É sobre isso. E não, não tá tudo bem. - Maria Fernanda Medina Guido

É sobre isso. E não, não tá tudo bem.

Pouca gente sabe, e acho que só hoje entendi que a Gordofobia foi a última gota d’água no meu “copinho quase transbordando” que desencadeou minhas crises de ansiedade.

Em fevereiro do ano passado, fui a uma consulta de rotina no dentista. Me sentei naquela cadeira como vinha fazendo mensalmente, às vezes mais, nos últimos 17 meses. Mas naquela tarde, ao me levantar para cuspir algo e me deitar novamente, a cadeira tombou comigo para trás. Não me machuquei, foi só mesmo muito barulho e praticamente o consultório inteiro vindo abaixo, afinal muita coisa era acoplada a ela. Meu dentista, a época, não teve nenhuma reação.  Perguntei como saía dali, já que ainda estava “sentada na cadeira” porém de ponta cabeça. Não obtive resposta. Perguntei se seria pelo encosto da cadeira, me arrastando pelo chão, e ele me disse que sim, e aí me perguntou se eu conseguiria e se eu não estava machucada, eu acho. Digo “eu acho” porque não sei se é minha mente querendo que esse mínimo cuidado tivesse acontecido ou se realmente aconteceu, honestamente não sei dizer. Enfim, me sentei no chão, e fiz o que fiz a vida inteira como gorda: comecei a rir de mim mesma. Ele se acalmou e começou a rir também e me disse que isso já tinha acontecido uma vez, que não era a primeira. Ufa?! Uma pessoa veio, recolheu tudo, ele se reorganizou, terminou o que precisava ser feito e vim embora.

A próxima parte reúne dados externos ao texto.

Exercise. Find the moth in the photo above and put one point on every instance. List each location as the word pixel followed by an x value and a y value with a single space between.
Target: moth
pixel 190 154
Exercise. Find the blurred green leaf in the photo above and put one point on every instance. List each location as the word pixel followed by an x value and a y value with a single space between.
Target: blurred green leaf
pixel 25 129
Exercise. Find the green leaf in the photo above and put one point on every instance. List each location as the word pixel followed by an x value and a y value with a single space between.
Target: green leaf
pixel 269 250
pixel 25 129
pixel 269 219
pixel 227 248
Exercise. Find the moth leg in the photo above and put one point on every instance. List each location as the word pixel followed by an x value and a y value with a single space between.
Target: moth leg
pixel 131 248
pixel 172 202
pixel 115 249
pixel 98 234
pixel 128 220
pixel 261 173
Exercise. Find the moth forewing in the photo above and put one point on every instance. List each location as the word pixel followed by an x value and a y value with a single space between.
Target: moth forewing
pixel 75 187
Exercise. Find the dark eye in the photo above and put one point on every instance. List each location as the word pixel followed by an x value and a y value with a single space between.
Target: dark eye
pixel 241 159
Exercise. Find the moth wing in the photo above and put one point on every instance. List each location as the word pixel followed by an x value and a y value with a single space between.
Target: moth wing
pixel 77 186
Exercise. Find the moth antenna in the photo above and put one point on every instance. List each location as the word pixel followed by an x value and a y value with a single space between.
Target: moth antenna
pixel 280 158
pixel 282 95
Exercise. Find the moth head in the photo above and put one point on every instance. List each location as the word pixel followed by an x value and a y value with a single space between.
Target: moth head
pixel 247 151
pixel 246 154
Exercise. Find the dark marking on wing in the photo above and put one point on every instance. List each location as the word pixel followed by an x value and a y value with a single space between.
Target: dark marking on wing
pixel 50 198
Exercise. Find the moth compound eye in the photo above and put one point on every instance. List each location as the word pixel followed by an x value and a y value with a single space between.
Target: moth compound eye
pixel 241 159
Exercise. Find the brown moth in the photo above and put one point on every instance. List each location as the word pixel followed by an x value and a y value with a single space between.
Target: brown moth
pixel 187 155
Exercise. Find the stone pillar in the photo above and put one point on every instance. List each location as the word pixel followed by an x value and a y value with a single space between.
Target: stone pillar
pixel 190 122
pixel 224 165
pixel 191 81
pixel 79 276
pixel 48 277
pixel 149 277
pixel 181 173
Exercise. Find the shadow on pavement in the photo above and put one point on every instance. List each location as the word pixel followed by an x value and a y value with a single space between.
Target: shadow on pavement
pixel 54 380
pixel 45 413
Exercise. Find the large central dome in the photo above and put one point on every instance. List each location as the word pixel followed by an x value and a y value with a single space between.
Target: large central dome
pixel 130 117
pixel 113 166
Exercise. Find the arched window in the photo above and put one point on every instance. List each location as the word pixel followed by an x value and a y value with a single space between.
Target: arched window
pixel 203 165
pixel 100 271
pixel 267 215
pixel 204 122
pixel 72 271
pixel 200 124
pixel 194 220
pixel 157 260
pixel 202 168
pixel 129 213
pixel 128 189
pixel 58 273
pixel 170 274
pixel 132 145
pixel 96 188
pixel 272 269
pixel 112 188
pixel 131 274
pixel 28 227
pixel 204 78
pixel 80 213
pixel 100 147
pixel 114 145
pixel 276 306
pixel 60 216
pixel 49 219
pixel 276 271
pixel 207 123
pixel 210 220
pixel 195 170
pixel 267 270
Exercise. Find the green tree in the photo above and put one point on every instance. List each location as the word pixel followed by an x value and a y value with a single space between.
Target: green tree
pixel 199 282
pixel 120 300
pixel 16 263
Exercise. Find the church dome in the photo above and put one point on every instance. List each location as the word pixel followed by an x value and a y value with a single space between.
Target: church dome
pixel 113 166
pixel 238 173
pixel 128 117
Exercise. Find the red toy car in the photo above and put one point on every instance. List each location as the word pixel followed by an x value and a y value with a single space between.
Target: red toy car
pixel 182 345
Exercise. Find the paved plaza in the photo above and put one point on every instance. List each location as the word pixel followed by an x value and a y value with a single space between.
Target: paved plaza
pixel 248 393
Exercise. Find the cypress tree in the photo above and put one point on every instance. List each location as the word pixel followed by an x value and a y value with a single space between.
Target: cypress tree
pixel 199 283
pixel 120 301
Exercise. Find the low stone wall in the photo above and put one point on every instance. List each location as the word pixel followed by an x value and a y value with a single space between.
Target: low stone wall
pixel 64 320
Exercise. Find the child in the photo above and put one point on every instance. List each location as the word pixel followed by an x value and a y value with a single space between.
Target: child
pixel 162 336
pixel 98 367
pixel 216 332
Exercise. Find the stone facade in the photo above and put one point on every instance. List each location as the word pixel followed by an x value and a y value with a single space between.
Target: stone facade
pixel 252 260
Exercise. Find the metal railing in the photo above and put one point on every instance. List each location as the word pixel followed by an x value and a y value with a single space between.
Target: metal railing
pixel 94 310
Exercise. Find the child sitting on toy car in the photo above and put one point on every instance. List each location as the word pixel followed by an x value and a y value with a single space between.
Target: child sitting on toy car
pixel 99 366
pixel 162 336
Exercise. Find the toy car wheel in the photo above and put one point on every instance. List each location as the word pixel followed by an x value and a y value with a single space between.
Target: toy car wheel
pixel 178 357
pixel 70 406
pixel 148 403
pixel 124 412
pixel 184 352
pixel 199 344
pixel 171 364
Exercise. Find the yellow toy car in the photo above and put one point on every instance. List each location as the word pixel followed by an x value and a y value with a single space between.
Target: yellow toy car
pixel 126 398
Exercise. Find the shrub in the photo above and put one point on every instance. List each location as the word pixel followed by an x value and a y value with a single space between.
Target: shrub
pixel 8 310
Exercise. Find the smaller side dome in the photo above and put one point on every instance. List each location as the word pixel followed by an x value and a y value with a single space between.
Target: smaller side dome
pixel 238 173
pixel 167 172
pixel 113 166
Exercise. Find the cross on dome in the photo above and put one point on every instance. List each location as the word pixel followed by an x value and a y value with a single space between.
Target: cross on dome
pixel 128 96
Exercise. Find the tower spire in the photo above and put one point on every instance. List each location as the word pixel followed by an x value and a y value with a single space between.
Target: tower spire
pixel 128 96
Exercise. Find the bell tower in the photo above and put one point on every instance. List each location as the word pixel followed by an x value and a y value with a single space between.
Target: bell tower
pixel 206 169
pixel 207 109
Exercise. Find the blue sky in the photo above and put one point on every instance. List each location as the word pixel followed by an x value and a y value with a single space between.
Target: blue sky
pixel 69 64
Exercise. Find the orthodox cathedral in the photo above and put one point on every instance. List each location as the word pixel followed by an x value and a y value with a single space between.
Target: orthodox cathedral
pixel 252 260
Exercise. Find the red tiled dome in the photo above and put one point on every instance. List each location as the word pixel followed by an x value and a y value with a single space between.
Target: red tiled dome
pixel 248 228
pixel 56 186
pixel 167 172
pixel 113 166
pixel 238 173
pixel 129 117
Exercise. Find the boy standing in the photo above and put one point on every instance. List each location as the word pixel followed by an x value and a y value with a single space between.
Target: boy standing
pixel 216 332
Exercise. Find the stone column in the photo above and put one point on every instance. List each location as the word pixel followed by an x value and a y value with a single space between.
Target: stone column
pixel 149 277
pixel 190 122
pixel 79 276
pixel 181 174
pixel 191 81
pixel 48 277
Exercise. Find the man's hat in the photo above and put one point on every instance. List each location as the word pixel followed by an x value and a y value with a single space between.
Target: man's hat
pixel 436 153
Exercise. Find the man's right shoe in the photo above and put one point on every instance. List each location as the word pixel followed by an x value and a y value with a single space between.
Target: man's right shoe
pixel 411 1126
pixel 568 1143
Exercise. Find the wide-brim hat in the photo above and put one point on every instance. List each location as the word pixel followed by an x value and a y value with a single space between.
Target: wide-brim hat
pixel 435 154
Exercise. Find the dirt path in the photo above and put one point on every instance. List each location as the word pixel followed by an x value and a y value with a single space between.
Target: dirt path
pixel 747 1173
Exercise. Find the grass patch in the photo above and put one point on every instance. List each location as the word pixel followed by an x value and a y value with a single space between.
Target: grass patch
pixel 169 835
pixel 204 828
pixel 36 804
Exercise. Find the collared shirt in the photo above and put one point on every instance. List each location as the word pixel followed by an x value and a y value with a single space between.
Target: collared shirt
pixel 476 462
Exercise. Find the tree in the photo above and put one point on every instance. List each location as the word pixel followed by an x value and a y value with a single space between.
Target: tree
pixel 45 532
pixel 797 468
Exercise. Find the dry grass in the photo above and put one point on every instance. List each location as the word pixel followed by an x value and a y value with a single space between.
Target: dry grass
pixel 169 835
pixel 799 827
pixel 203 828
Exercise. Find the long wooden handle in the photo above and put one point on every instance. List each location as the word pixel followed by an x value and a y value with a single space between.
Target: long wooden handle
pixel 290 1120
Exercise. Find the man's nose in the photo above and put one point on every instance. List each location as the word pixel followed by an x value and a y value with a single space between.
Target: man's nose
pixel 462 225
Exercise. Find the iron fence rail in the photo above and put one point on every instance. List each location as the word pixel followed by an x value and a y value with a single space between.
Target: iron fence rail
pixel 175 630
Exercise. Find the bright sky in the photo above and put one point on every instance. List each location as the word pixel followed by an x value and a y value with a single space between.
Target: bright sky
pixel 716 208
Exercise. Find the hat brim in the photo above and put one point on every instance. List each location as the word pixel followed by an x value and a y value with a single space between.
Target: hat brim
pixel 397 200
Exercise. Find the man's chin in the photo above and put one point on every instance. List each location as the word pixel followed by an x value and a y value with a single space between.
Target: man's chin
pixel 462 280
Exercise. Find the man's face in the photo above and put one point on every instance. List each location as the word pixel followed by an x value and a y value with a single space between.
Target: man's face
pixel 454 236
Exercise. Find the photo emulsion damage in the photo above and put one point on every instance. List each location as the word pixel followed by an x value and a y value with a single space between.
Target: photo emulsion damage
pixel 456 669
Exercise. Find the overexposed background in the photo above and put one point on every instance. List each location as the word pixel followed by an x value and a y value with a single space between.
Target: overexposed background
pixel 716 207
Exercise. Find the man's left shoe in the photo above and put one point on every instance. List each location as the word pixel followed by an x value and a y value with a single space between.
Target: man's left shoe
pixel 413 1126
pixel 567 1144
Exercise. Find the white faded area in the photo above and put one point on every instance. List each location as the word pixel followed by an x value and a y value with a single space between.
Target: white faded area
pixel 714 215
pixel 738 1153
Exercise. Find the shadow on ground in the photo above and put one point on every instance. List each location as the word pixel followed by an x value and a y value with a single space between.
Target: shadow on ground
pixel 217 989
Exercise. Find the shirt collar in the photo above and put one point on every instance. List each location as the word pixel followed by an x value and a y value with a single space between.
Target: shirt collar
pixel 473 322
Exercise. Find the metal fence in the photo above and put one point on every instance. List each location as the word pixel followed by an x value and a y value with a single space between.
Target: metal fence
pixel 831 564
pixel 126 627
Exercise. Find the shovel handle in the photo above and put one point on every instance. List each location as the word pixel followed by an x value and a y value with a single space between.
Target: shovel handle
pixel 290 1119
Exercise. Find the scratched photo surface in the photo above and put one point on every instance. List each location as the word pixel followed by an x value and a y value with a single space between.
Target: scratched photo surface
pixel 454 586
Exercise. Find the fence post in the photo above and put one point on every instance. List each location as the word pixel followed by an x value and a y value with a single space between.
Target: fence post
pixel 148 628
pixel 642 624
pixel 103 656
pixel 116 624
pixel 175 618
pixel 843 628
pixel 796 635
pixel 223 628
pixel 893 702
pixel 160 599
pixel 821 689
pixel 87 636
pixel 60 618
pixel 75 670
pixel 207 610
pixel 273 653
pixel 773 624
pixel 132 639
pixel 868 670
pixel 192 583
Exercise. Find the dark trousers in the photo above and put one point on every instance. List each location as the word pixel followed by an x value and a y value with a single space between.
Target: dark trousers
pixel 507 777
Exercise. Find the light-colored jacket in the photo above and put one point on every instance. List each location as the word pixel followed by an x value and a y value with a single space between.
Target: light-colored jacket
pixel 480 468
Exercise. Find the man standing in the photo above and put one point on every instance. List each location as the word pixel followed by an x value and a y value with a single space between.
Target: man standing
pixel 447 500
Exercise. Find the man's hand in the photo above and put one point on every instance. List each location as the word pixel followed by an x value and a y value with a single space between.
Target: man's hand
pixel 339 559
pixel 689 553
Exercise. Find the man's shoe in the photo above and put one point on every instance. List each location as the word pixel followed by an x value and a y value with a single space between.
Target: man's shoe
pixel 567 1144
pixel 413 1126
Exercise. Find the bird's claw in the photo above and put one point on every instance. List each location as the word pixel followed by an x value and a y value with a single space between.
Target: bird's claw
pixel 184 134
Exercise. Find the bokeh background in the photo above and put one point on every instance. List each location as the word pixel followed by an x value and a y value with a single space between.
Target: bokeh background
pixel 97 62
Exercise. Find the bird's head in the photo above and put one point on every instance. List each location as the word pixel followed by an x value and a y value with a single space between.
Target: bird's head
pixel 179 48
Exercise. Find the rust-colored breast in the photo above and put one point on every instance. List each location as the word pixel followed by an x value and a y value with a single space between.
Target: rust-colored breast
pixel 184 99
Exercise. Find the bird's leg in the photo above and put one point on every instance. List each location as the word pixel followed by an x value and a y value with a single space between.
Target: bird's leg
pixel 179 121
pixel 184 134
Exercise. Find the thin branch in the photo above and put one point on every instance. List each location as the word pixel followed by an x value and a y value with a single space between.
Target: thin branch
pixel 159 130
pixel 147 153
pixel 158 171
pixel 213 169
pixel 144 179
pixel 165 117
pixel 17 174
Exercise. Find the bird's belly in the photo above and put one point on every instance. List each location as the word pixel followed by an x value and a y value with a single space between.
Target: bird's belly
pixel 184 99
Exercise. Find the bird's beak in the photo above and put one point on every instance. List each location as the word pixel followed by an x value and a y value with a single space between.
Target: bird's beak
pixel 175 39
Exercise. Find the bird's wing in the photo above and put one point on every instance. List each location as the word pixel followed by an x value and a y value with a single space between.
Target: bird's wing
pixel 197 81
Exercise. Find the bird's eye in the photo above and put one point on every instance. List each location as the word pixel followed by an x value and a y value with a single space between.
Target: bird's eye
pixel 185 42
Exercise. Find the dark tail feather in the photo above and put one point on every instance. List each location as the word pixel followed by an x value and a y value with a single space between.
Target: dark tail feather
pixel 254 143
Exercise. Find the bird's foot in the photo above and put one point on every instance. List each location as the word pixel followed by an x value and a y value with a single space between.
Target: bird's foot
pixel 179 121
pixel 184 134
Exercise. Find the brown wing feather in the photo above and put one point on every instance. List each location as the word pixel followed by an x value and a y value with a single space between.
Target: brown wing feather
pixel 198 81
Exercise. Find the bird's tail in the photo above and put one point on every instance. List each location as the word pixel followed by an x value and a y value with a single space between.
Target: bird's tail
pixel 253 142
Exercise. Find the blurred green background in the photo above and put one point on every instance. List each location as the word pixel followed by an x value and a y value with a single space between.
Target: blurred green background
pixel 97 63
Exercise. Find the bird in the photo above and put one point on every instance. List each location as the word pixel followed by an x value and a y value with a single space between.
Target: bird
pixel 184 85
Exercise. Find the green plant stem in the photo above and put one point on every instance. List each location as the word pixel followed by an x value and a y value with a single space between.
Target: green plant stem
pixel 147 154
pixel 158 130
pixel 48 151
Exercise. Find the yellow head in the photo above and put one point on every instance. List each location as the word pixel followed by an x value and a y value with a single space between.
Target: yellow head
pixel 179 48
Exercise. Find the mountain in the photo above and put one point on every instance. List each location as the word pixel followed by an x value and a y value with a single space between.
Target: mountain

Entrei no carro me sentindo péssima. Como EU podia ter feito isso comigo mesma? Passei algumas horas me torturando como sempre e segui.

Passou.

Três dias depois, fui a uma podóloga e a adivinhem?! A cadeira era beeem parecida a de um dentista. Senti meu corpo endurecer. Me sentei toda dura e resolvi que ía contar o que tinha acontecido a ela, era segunda vez que estava indo nela, mas foda-se, iríamos para esse grau de intimidade. Ela ficou horrorizada, primeiro pelo fato da cadeira dele não ser chumbada ao chão, depois me deu uma aula de cadeiras rs, me garantiu que eu jamais cairia da cadeira dela e cuidou de mim. Só um adendo: continuo indo lá todos os meses, ela nunca mais se esqueceu disso e me atende em outra cadeira para que não me sinta desconfortável, se isso não é respeito, não sei o que é.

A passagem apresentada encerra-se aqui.